Currently the bert_model
from pretrain""
and model
from hgf""
works parallelly. And the api are a little different.
First of all, both pretrain"bert-uncased_L-12_H-768_A-12"
and hgf"bert-base-uncased:fornextsentenceprediction"
load the entire model, so we will have duplicate model weight here. This is avoidable. If you want to use the model from hgf
, then load the wordpiece and tokenizer separately from pretrain""
like this:
model = hgf"bert-base-uncased:fornextsentenceprediction"
wordpiece = pretrain"bert-uncased_L-12_H-768_A-12:wordpiece"
tokenizer = pretrain"bert-uncased_L-12_H-768_A-12:tokenizer"
Second, model from hgf""
only support batched input, so we need to reshape the input into size (sequence length, batch size)

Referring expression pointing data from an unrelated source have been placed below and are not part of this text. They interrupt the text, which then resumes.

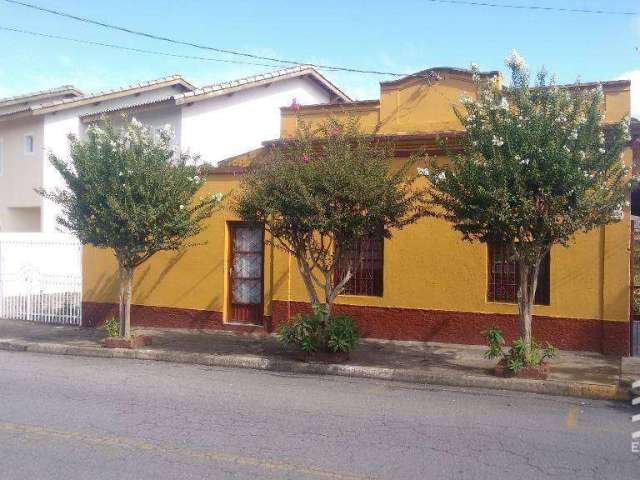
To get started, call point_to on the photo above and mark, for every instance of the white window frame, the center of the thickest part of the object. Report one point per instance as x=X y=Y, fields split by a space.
x=33 y=143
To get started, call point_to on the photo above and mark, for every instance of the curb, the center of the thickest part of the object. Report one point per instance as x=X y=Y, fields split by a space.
x=546 y=387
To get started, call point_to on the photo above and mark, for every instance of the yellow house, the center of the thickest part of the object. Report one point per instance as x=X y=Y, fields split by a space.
x=425 y=283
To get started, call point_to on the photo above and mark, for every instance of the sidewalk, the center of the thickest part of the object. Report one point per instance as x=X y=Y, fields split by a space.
x=580 y=374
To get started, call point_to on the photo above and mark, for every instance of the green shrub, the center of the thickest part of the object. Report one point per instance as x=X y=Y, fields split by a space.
x=302 y=331
x=518 y=357
x=342 y=334
x=306 y=333
x=112 y=326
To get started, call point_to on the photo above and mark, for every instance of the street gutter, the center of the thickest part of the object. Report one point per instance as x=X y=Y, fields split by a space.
x=547 y=387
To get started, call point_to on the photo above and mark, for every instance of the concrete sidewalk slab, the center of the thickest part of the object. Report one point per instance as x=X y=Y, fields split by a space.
x=578 y=374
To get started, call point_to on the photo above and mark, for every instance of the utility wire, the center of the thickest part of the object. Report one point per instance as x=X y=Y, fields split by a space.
x=196 y=45
x=132 y=49
x=533 y=7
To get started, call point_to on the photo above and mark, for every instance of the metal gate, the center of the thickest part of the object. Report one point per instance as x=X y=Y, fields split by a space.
x=41 y=278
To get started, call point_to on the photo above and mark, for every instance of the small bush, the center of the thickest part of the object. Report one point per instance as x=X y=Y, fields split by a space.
x=517 y=357
x=112 y=326
x=342 y=334
x=305 y=333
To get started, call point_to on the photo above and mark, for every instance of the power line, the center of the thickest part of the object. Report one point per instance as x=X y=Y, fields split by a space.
x=132 y=49
x=196 y=45
x=534 y=7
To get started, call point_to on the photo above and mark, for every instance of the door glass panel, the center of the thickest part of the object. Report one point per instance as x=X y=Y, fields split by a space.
x=247 y=291
x=247 y=240
x=247 y=266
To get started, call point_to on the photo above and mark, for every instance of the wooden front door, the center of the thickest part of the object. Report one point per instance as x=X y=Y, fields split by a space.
x=246 y=274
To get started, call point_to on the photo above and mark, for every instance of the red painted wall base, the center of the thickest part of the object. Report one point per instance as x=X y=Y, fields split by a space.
x=397 y=324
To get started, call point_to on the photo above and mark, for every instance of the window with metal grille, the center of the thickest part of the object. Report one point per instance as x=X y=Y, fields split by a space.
x=367 y=267
x=504 y=277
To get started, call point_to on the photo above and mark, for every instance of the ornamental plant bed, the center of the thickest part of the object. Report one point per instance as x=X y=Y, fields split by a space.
x=131 y=342
x=538 y=372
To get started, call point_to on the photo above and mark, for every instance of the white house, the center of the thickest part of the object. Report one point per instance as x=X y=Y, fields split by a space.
x=214 y=122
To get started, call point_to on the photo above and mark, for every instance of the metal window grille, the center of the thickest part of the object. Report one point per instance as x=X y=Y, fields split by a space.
x=504 y=277
x=367 y=260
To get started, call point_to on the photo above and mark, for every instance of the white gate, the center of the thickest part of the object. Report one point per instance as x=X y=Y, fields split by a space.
x=41 y=277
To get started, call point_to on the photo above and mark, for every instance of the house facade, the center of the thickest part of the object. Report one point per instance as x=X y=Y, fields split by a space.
x=206 y=122
x=424 y=283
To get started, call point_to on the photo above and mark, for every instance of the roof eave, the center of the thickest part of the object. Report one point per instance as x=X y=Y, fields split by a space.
x=50 y=108
x=195 y=96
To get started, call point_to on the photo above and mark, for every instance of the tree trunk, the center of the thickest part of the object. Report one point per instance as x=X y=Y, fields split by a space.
x=126 y=277
x=526 y=296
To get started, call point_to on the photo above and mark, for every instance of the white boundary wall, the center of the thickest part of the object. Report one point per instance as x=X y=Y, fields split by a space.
x=41 y=277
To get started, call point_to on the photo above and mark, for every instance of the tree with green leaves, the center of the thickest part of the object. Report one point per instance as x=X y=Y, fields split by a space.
x=129 y=191
x=537 y=166
x=319 y=193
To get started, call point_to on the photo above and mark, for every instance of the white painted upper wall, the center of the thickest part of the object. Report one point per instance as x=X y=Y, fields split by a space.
x=214 y=128
x=221 y=127
x=21 y=172
x=59 y=125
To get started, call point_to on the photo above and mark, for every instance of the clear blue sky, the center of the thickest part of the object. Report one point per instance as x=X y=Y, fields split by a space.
x=399 y=35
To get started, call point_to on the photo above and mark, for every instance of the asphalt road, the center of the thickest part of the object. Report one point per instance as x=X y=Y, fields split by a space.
x=89 y=418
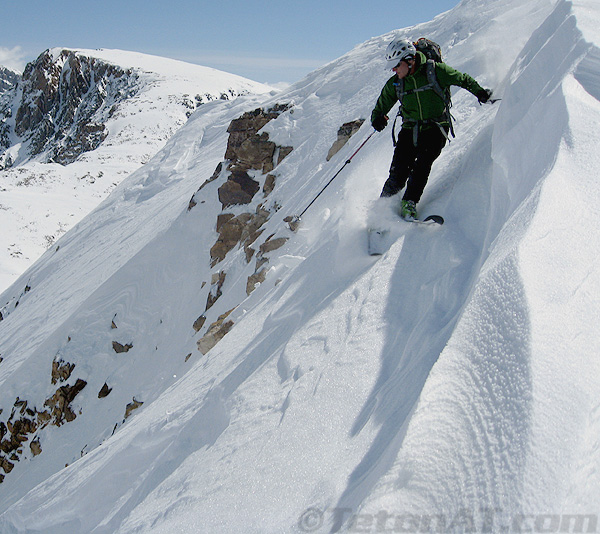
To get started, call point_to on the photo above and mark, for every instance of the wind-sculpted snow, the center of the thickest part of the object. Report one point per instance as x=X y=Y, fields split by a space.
x=449 y=386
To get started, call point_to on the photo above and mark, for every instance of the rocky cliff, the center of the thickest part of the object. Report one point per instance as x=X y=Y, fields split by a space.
x=75 y=124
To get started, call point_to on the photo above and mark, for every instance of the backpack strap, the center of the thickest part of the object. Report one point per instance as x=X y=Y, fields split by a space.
x=434 y=85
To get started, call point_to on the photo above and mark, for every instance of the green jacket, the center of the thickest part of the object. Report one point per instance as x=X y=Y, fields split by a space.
x=426 y=104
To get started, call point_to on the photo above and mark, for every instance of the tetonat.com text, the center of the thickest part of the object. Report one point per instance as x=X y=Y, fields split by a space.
x=484 y=521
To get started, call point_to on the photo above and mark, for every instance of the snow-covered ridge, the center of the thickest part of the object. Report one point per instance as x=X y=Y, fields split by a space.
x=77 y=123
x=451 y=385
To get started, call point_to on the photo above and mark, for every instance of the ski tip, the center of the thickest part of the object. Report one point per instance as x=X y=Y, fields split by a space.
x=438 y=219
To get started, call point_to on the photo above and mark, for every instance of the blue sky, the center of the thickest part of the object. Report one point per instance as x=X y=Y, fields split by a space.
x=263 y=40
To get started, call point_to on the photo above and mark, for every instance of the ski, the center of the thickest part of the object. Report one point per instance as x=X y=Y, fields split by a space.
x=431 y=219
x=378 y=238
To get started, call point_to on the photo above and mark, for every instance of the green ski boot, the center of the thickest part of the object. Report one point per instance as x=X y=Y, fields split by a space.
x=408 y=209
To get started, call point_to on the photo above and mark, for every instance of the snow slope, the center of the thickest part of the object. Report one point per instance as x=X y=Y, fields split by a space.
x=448 y=386
x=40 y=201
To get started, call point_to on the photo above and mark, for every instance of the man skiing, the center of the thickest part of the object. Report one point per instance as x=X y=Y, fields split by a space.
x=425 y=117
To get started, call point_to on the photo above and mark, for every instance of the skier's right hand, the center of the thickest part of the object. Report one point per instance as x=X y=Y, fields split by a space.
x=379 y=122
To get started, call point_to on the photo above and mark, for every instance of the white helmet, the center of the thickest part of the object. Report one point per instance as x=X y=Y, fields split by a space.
x=398 y=50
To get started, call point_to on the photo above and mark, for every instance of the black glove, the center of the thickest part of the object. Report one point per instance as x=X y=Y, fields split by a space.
x=484 y=95
x=379 y=122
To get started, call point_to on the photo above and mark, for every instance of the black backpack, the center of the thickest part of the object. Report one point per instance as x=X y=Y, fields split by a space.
x=433 y=53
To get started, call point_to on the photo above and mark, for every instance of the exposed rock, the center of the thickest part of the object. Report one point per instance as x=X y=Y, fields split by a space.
x=272 y=244
x=133 y=405
x=118 y=348
x=269 y=185
x=60 y=402
x=61 y=99
x=8 y=79
x=6 y=465
x=215 y=292
x=248 y=150
x=215 y=333
x=243 y=229
x=35 y=447
x=238 y=189
x=256 y=152
x=255 y=279
x=247 y=126
x=104 y=391
x=61 y=371
x=345 y=132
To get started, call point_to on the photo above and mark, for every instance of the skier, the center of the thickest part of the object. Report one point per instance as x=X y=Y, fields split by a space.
x=425 y=118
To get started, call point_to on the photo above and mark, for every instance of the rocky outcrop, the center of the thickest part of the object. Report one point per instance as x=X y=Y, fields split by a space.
x=24 y=421
x=8 y=79
x=248 y=150
x=346 y=131
x=120 y=348
x=250 y=159
x=132 y=406
x=66 y=97
x=215 y=333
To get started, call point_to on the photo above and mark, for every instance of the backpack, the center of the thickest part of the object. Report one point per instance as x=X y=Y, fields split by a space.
x=433 y=52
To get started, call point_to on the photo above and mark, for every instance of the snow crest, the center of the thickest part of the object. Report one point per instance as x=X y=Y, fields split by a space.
x=450 y=385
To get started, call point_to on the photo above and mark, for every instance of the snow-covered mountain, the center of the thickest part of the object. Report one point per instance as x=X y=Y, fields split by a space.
x=181 y=361
x=77 y=123
x=8 y=79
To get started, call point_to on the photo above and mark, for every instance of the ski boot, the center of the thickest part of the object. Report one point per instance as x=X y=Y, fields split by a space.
x=408 y=209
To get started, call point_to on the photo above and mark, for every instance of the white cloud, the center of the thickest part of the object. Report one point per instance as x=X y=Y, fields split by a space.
x=12 y=58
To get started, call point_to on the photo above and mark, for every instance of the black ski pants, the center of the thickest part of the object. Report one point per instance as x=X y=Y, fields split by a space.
x=412 y=162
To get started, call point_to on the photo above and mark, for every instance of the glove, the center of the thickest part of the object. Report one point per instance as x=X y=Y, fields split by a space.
x=379 y=122
x=484 y=95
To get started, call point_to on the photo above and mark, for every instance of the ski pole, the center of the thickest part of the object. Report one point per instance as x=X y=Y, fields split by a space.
x=296 y=219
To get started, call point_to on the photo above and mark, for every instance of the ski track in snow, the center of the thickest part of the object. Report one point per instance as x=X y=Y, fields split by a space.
x=451 y=383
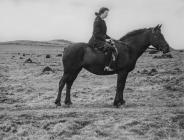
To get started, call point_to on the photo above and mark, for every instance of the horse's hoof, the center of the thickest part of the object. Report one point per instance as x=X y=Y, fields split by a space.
x=117 y=104
x=57 y=103
x=68 y=103
x=122 y=102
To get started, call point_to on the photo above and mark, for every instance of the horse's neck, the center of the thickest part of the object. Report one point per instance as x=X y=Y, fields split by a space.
x=138 y=44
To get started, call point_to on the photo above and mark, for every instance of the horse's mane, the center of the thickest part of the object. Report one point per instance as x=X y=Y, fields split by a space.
x=132 y=33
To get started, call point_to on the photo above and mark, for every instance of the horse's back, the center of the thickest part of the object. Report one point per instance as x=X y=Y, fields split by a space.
x=73 y=56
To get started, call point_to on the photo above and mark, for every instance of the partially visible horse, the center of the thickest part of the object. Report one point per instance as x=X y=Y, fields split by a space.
x=130 y=48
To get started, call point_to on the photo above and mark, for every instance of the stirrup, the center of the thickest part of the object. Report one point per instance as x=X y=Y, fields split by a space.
x=107 y=68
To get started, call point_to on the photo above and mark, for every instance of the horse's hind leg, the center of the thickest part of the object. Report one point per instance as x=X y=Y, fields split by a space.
x=61 y=86
x=69 y=83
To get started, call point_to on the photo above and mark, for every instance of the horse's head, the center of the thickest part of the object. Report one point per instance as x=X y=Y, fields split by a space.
x=157 y=39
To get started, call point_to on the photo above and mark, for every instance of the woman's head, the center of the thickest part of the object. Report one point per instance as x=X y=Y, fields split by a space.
x=103 y=12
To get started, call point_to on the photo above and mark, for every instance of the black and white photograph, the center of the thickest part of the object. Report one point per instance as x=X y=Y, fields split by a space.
x=91 y=69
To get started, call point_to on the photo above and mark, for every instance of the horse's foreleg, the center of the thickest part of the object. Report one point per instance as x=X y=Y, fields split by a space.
x=61 y=86
x=69 y=84
x=121 y=80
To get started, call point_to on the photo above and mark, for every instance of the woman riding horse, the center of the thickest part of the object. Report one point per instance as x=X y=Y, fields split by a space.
x=98 y=39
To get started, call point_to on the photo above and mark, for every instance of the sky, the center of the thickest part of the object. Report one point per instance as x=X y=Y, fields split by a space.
x=73 y=19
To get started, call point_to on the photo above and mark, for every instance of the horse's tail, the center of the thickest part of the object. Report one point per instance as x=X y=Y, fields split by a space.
x=73 y=56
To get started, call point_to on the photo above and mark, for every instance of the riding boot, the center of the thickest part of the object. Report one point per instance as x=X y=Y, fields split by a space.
x=108 y=64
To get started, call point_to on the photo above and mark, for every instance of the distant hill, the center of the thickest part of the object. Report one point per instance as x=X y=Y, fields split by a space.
x=51 y=43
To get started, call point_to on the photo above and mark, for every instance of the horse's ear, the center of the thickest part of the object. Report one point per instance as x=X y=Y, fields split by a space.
x=160 y=26
x=155 y=28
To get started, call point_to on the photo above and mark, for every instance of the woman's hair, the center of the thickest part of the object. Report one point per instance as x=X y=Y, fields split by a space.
x=101 y=11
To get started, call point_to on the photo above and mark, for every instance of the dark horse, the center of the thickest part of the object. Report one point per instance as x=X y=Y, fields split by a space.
x=130 y=48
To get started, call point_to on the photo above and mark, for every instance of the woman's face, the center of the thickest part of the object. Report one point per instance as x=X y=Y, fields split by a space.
x=105 y=14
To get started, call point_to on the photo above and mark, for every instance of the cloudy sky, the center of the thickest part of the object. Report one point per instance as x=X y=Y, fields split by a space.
x=73 y=19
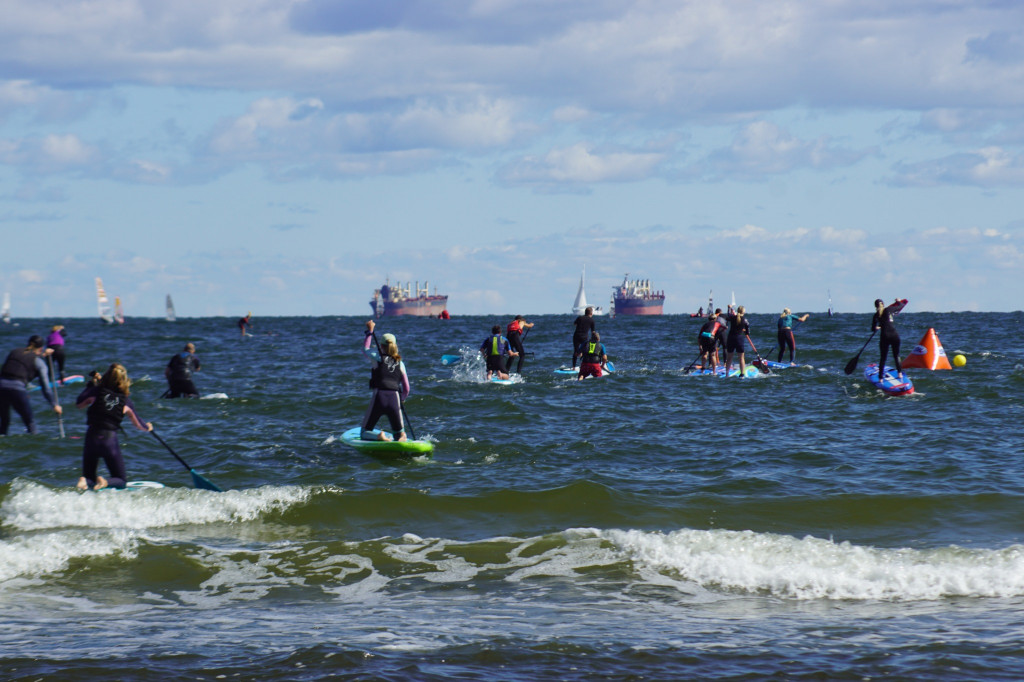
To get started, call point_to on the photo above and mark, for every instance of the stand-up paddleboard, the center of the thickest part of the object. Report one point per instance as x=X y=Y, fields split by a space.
x=889 y=383
x=751 y=373
x=74 y=379
x=386 y=449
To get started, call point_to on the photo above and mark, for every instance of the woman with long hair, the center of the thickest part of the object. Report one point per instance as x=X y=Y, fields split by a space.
x=108 y=402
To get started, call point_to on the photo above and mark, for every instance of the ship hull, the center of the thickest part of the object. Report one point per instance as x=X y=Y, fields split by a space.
x=639 y=306
x=425 y=306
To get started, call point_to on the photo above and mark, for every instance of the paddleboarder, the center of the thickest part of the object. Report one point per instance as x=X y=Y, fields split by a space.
x=785 y=337
x=738 y=330
x=884 y=320
x=22 y=367
x=593 y=356
x=584 y=328
x=494 y=349
x=516 y=333
x=108 y=403
x=179 y=373
x=390 y=384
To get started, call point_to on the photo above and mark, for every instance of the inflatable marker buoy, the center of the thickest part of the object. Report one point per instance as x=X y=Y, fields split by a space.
x=929 y=353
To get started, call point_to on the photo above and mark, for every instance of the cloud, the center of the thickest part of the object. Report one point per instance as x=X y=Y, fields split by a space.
x=988 y=167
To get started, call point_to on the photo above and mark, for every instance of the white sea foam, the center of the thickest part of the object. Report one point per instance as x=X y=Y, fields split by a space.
x=31 y=506
x=815 y=568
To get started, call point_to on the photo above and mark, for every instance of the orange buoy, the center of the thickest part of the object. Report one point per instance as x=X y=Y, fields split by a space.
x=929 y=353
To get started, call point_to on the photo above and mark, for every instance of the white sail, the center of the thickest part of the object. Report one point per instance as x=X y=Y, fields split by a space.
x=580 y=304
x=103 y=303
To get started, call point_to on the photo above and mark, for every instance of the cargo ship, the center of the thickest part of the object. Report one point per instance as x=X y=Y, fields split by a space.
x=398 y=300
x=635 y=297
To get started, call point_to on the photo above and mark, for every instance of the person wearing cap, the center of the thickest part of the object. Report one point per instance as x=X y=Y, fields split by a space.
x=885 y=320
x=494 y=349
x=56 y=341
x=20 y=367
x=390 y=384
x=785 y=337
x=179 y=372
x=515 y=336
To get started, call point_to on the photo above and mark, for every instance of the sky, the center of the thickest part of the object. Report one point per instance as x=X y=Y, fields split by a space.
x=288 y=157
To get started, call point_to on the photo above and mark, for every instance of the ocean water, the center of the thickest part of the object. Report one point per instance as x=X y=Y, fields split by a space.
x=645 y=525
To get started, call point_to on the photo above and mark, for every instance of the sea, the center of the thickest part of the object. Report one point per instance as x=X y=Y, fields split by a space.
x=645 y=525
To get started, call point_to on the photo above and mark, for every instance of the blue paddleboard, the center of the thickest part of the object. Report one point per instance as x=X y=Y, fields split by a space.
x=889 y=383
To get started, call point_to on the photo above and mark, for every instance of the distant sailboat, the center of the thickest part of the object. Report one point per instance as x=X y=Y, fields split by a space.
x=580 y=305
x=103 y=303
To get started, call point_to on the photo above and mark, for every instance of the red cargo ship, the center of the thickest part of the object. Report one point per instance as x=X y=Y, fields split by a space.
x=398 y=300
x=635 y=297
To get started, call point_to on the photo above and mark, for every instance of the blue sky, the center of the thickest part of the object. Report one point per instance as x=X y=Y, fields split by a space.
x=287 y=156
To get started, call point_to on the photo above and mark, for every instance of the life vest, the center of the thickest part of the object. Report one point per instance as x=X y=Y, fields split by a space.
x=181 y=367
x=20 y=364
x=107 y=411
x=592 y=352
x=497 y=346
x=387 y=375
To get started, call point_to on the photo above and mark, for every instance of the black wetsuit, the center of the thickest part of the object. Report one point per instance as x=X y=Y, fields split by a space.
x=889 y=338
x=179 y=379
x=103 y=418
x=584 y=326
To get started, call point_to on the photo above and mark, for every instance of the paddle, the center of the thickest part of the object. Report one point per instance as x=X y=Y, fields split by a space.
x=759 y=363
x=198 y=479
x=401 y=403
x=56 y=398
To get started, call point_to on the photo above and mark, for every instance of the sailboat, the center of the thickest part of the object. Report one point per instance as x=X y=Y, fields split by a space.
x=580 y=305
x=103 y=303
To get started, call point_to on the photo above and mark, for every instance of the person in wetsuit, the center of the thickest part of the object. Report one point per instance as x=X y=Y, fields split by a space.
x=108 y=403
x=785 y=337
x=56 y=341
x=738 y=330
x=885 y=320
x=593 y=356
x=20 y=367
x=707 y=340
x=390 y=384
x=516 y=334
x=584 y=328
x=494 y=349
x=179 y=372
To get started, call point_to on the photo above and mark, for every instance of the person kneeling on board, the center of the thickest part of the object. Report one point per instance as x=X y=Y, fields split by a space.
x=390 y=384
x=592 y=357
x=179 y=372
x=108 y=402
x=494 y=349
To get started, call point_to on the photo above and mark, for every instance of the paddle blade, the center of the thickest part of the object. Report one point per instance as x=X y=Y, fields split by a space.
x=201 y=482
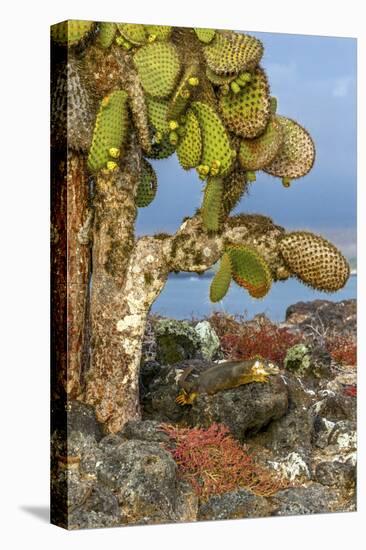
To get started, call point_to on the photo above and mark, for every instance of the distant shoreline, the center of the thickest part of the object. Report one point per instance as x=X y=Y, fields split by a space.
x=209 y=274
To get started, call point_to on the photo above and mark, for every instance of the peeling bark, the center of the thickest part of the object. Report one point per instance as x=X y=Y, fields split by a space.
x=70 y=270
x=121 y=301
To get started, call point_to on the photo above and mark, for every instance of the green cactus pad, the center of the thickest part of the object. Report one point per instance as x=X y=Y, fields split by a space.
x=110 y=130
x=160 y=32
x=161 y=150
x=107 y=32
x=249 y=270
x=147 y=186
x=297 y=153
x=221 y=282
x=274 y=102
x=69 y=33
x=184 y=93
x=205 y=35
x=255 y=154
x=157 y=112
x=136 y=34
x=211 y=205
x=219 y=79
x=315 y=261
x=230 y=52
x=235 y=185
x=158 y=67
x=247 y=112
x=189 y=149
x=216 y=146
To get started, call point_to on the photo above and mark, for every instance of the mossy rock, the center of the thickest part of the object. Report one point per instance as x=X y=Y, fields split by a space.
x=176 y=341
x=298 y=359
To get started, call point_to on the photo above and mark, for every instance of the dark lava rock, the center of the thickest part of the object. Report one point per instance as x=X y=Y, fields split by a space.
x=74 y=416
x=235 y=505
x=337 y=407
x=247 y=408
x=294 y=430
x=145 y=430
x=100 y=509
x=244 y=410
x=143 y=477
x=159 y=399
x=324 y=315
x=343 y=435
x=336 y=474
x=314 y=499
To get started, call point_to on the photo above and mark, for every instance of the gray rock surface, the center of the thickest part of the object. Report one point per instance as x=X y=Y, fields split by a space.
x=235 y=505
x=314 y=499
x=247 y=408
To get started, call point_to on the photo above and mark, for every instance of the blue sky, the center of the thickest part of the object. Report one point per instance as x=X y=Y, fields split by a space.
x=314 y=80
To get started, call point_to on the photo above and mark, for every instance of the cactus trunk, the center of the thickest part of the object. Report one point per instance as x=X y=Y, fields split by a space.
x=126 y=280
x=70 y=257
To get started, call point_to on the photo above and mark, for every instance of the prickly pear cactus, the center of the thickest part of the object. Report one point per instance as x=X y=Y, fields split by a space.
x=222 y=279
x=250 y=270
x=315 y=261
x=203 y=95
x=110 y=132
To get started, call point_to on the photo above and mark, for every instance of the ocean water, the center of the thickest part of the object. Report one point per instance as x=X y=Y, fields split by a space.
x=187 y=295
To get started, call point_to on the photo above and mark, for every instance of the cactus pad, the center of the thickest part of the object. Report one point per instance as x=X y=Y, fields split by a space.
x=205 y=35
x=184 y=92
x=211 y=205
x=235 y=185
x=221 y=281
x=216 y=146
x=158 y=67
x=110 y=130
x=219 y=79
x=160 y=32
x=107 y=32
x=161 y=150
x=249 y=270
x=255 y=154
x=147 y=186
x=134 y=33
x=247 y=112
x=297 y=153
x=189 y=149
x=69 y=33
x=231 y=53
x=314 y=260
x=157 y=112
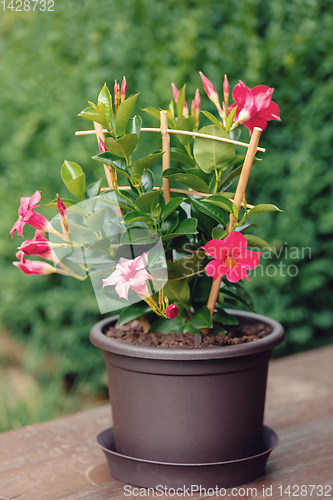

(in Julia we choose the batch dimension as the last axis) like this:
token_indices = reshape(token_indices, length(token_indices), 1)
segment_indices = reshape(segment_indices, length(segment_indices), 1)
where the 1
means we only have 1 sentence for this minibatch.
Finally, call model
with token_indices
, but the segment_indices
should be passed as keyword argument (which match the behavior of huggingface/transformer).
result = model(token_indices; token_type_ids=segment_indices)
and the result.logits
is the prediction score you want.
The full code:
using Transformers
using Transformers.Basic
using Transformers.Pretrain
using Transformers.HuggingFace
ENV["DATADEPS_ALWAYS_ACCEPT"] = true
model = hgf"bert-base-uncased:fornextsentenceprediction"
wordpiece = pretrain"bert-uncased_L-12_H-768_A-12:wordpiece"
tokenizer = pretrain"bert-uncased_L-12_H-768_A-12:tokenizer"
vocab = Vocabulary(wordpiece)
text1 = "Aesthetic Appreciation and Spanish Art:" |> tokenizer |> wordpiece
text2 = "Insights from Eye-Tracking" |> tokenizer |> wordpiece
formatted_text = ["[CLS]"; text1; "[SEP]"; text2; "[SEP]"]
token_indices = vocab(formatted_text)
segment_indices = [fill(1, length(text1)+2); fill(2, length(text2)+1)]
token_indices = reshape(token_indices, length(token_indices), 1)
segment_indices = reshape(segment_indices, length(segment_indices), 1)
result = model(token_indices; token_type_ids=segment_indices)